It seems to lead to curious consequences… First, it would be the first time Jesus specifically declares his godliness, given that he can see what is happening in heaven and in hell. Second, it entails someone being punished in hell prior to the day of judgement.
(The standard idea is that we lie in a dreamless sleep until bodily resurrection, at which time we are judged, and heaven and hell are peopled. With some odd exceptions, like the handful of Prophets who were carried up to heaven bodily, and the “Good Thief” who got a special-case bypass ticket directly to heaven.)
While that may not be incorrect, he was much clearer about saying the oppositte. He had many enemies, and he explicitly said he was trying to avoid certain people understanding what he was saying. There’s a strong implication that after the public attacks early in his career, he used prables to keep spreading the message in such a way that the powerful did not understand.
I was including even the top mathematical minds like those you mentioned. Probability just wasn’t a direction their mathematical thinking was geared towards. Classical mathematics were aimed at things like proofs - a binary system where answers were either yes or no. Probabilities require you to view things in terms of maybe.
I think you could have got the concept across to somebody like Euclid but he probably would have said that what you were talking about wasn’t mathematics because it had no certain answers.
Or look at Pythagoras - he thought there was something wrong about irrational numbers. He didn’t think a number should extend into infinity. And he was advance - the consensus of earlier mathematicians was that fractions weren’t real numbers.
Where does belief enter into the question posed by the OP?
For your analogy to work, the OP would not have been a question regarding what the menorah symbolized; it would have been a question as to whether the use of the menorah actually dated to the time of the wanderings in the Sinai. The answer might have any number of possible responses, open to challenges from various sources or authorities, but no answer to that question would allude to what Jews believed it symbolized.
The question was whether parables in the New Testament were supposed to be instructive fiction or actual events. The answer to that lies in the simple reading of the gospels, not in the meanings assigned to various parables by later generations.
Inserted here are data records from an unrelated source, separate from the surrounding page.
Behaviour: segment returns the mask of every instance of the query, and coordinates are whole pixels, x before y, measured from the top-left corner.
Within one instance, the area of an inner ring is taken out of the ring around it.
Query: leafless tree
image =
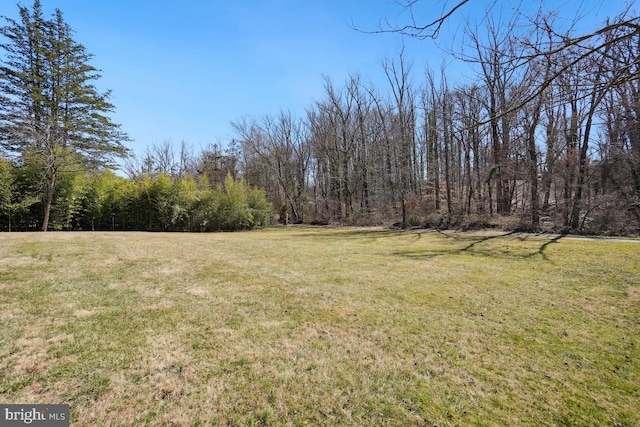
[[[306,124],[281,112],[232,125],[247,181],[267,189],[283,218],[290,211],[293,221],[303,221],[310,160]]]

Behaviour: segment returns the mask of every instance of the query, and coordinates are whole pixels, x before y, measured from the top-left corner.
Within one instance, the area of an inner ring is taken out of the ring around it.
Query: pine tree
[[[93,169],[126,154],[127,140],[108,114],[109,92],[100,93],[93,58],[73,38],[56,10],[45,19],[39,0],[19,6],[20,20],[0,28],[0,146],[40,168],[46,231],[60,170],[82,162]]]

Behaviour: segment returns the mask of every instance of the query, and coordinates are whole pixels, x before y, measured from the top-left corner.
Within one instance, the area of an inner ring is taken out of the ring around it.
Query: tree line
[[[640,19],[527,22],[468,27],[464,83],[402,49],[386,87],[326,79],[306,117],[235,122],[243,176],[297,221],[639,232]]]
[[[101,172],[59,170],[48,229],[124,231],[237,231],[264,227],[272,206],[264,191],[227,174],[144,174],[136,179]],[[25,167],[0,159],[0,231],[41,230],[42,194]]]
[[[20,16],[2,29],[3,229],[242,229],[273,210],[283,222],[640,231],[631,9],[586,36],[553,14],[487,18],[465,31],[457,55],[475,77],[463,83],[401,49],[382,62],[383,87],[326,78],[302,117],[243,118],[224,148],[165,142],[138,156],[61,13],[45,19],[36,0]],[[118,156],[127,178],[109,171]]]
[[[231,174],[209,179],[154,165],[112,172],[131,155],[92,55],[56,10],[35,0],[4,17],[0,64],[1,230],[239,230],[269,223],[263,191]],[[206,168],[205,168],[206,169]]]

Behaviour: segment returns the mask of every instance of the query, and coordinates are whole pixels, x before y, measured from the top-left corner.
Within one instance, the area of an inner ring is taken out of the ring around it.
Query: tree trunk
[[[596,73],[596,80],[599,80],[600,70]],[[589,137],[591,136],[591,126],[593,125],[593,116],[596,113],[596,109],[602,99],[604,98],[605,91],[593,91],[591,93],[589,111],[587,112],[587,121],[584,127],[584,134],[582,136],[582,144],[580,146],[580,153],[578,158],[578,170],[576,177],[575,194],[572,200],[570,224],[571,228],[577,230],[580,227],[580,211],[582,209],[582,193],[587,180],[588,164],[587,153],[589,151]],[[577,138],[576,138],[577,142]]]
[[[529,141],[529,176],[531,179],[531,225],[534,228],[538,228],[540,226],[540,200],[538,197],[538,154],[535,147],[535,138],[532,139],[533,141]]]
[[[587,116],[587,122],[584,128],[582,145],[580,146],[580,154],[578,158],[578,176],[576,177],[576,191],[571,206],[571,228],[577,230],[580,228],[580,211],[582,209],[582,193],[587,180],[588,162],[587,153],[589,150],[589,136],[591,134],[591,126],[593,123],[593,115],[596,107],[602,100],[603,94],[593,93],[591,95],[591,105]]]
[[[42,231],[49,229],[49,216],[51,214],[51,205],[53,204],[53,194],[55,192],[56,185],[56,171],[51,171],[51,176],[48,177],[46,183],[46,194],[44,202],[44,218],[42,219]]]
[[[555,169],[555,156],[556,156],[556,141],[557,141],[557,129],[555,124],[555,114],[554,110],[550,107],[547,107],[547,152],[545,154],[545,166],[544,172],[542,175],[542,187],[544,189],[544,197],[542,202],[542,211],[548,215],[549,214],[549,199],[551,197],[551,181],[553,176],[553,171]]]
[[[442,125],[444,129],[444,184],[445,192],[447,196],[447,213],[451,215],[453,213],[453,205],[451,203],[451,171],[450,171],[450,158],[449,151],[451,148],[451,123],[449,122],[448,105],[442,106],[443,120]]]
[[[527,135],[527,151],[529,154],[529,179],[531,180],[531,225],[540,226],[540,199],[538,194],[538,151],[536,150],[536,129],[540,119],[541,101],[534,107],[533,117]]]

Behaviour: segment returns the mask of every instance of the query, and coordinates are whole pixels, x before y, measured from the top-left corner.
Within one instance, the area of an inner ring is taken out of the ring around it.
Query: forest
[[[134,155],[91,85],[91,56],[36,1],[2,30],[0,229],[280,221],[638,234],[640,19],[628,8],[582,34],[556,18],[467,28],[459,59],[475,78],[463,83],[400,49],[382,61],[385,87],[354,70],[319,82],[323,98],[303,117],[239,118],[224,146]],[[439,24],[383,31],[428,38]]]

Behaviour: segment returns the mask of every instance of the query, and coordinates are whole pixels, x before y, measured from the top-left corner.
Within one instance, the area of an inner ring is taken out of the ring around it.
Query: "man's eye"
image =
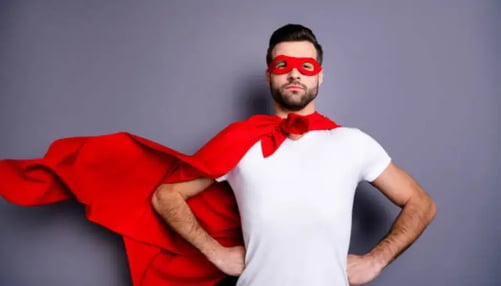
[[[275,68],[277,69],[283,69],[287,66],[287,64],[285,62],[278,62],[275,64]]]
[[[310,63],[304,63],[304,64],[303,64],[303,68],[304,68],[305,70],[309,70],[309,71],[312,71],[312,70],[314,70],[314,69],[315,69],[315,67],[313,66],[313,64],[310,64]]]

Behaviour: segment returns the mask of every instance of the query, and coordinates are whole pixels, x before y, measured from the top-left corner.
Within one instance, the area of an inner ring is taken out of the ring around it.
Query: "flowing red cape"
[[[0,161],[0,195],[24,206],[76,199],[87,218],[123,237],[133,285],[214,285],[225,275],[155,213],[151,195],[162,183],[217,178],[261,141],[271,155],[286,133],[337,127],[314,113],[305,118],[255,115],[229,125],[188,156],[129,134],[56,140],[43,158]],[[188,201],[202,227],[222,245],[242,244],[238,209],[226,183]]]

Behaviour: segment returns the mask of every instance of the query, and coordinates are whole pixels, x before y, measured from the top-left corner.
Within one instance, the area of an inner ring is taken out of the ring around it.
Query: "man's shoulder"
[[[210,166],[212,174],[225,174],[272,127],[270,116],[254,115],[227,125],[194,156]],[[223,162],[223,163],[221,163]]]
[[[377,142],[371,135],[357,127],[340,126],[331,130],[325,130],[321,132],[326,133],[329,140],[338,143],[346,142],[349,145],[353,145],[353,147],[365,146],[367,144],[373,144]]]
[[[367,136],[367,133],[365,133],[361,129],[356,128],[356,127],[350,127],[350,126],[339,126],[337,128],[327,130],[327,132],[331,136],[340,136],[340,137],[348,137],[348,138],[360,138],[363,136]]]

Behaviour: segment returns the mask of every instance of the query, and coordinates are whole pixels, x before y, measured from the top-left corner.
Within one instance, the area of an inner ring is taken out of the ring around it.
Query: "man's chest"
[[[267,158],[259,143],[247,152],[228,176],[241,212],[332,219],[351,209],[359,178],[352,151],[346,142],[322,136],[328,134],[307,135],[285,141]]]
Y’know, for my whole life, just from straight reading even as a child, it seemed to me evident that the way the gospels present the parables, is in the manner of Jesus making a point by telling a contrived story with a moral. Who’s the neighbor you must love? Anyone who needs your help or offers that help even if he’s from a despised rival tribe (Parable of the Good Samaritan). Who will get more rewarded by God, those born in the faith or new converts? * Everyone who comes to God will be rewarded no matter if they came early or late* (parable of the Laborers). Should I play it safe and do just the bare minimum expected? No, fool; from him to whom much is given, much will be demanded; if you try to coast on the bare minimum effort, the guy who really hustled will end up taking your pot (parable of the Talents); Isn’t it unfair that those those who sin and repent be treated as well or better that those who always behaved themselves? Now don’t be a jerk, you’re getting yours anyway; be glad he repented when he had the chance, would you rather he have perished? (The Prodigal Son).
As I read, it seemed to me that whether they were supposed to be describing some event that Jesus had observed or heard from, or merely were Just-So Stories he was telling to make a point, that was irrelevant to the gospel writer, the point was his point. As mentioned earlier by Bricker, in Catholic teaching the usual take is that when the gospel says *“and he then told this parable…” * that’s a flag that says “attention, the next passage is allegorical and Jesus is making a point using a clever story”.
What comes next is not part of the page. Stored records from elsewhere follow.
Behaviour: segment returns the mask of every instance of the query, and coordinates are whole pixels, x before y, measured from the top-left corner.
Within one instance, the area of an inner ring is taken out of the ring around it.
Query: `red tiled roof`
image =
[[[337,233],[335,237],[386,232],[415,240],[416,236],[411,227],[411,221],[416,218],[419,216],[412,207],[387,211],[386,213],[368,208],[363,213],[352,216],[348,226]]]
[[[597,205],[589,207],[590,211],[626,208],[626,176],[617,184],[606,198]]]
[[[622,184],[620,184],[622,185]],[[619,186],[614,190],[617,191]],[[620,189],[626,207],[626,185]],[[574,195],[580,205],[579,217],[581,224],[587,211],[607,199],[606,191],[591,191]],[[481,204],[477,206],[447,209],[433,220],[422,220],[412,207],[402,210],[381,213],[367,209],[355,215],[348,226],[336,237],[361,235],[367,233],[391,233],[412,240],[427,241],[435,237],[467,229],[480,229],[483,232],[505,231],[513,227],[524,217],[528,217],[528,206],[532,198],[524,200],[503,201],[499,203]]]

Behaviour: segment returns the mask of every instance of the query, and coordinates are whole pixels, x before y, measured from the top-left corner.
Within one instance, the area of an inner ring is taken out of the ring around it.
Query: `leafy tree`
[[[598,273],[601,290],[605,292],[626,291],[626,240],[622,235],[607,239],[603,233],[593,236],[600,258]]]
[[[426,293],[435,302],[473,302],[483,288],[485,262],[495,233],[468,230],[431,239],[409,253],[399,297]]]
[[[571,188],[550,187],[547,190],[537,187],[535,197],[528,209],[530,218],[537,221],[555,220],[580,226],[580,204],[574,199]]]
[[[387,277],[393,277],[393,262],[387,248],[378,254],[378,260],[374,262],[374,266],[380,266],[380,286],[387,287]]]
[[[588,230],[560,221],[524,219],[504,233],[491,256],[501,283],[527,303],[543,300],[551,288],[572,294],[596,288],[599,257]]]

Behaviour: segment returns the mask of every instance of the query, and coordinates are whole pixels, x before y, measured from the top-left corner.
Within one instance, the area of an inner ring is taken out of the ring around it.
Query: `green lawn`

(Of course, Catholicism comes from a majority tradition dating all the way back through the history of Christianity, where reasonable believers will not be shocked at the idea that Jesus ever said a single word that was metaphorical and not a materially true depiction of fact to-the-letter.)
I think I can speak authoritatively on what I meant when I wrote the OP. And judging from the responses, other people seem to have understood my question.
The way I see it, the search for meaning in the parables depends a lot on whether they are regarded as fictional or as factual.
If they were factual, then the only editorial decision Jesus made was choosing what event to relate and how to present the facts of the event. So you can only judge Jesus’ meaning based on those decisions.
But if the stories were fictional, then Jesus made up all of the elements of the story and you can look for meaning in these elements as well.
No, because that’s just what “parable” means. It’s from the same root as “parabola”, a conic section where the square of the section equals the rectangle of the diameter and a line defined by where the cone is cut.
Parables aren’t real, but the are as precise as efforts of the dudes doing proto-calculus in the age when whatevr person who became Jesus lived.
I don’t understand why this would have been a barrier. There really are exactly 6 ways a cubic die can come up. And there really are exactly 36 ways a pair of cubic dice can come up. (Easily illustrated by numbering the sides of one die, and coloring the sides of the other with different colors. This is manageable for a Greek. And even though you haven’t said it, you’ve got a sample space.) No ‘maybe’ in sight.
You don’t even need fractions per se, just the notion that certain ways of collecting outcomes from the sample space involve collecting more of those 36 individual outcomes.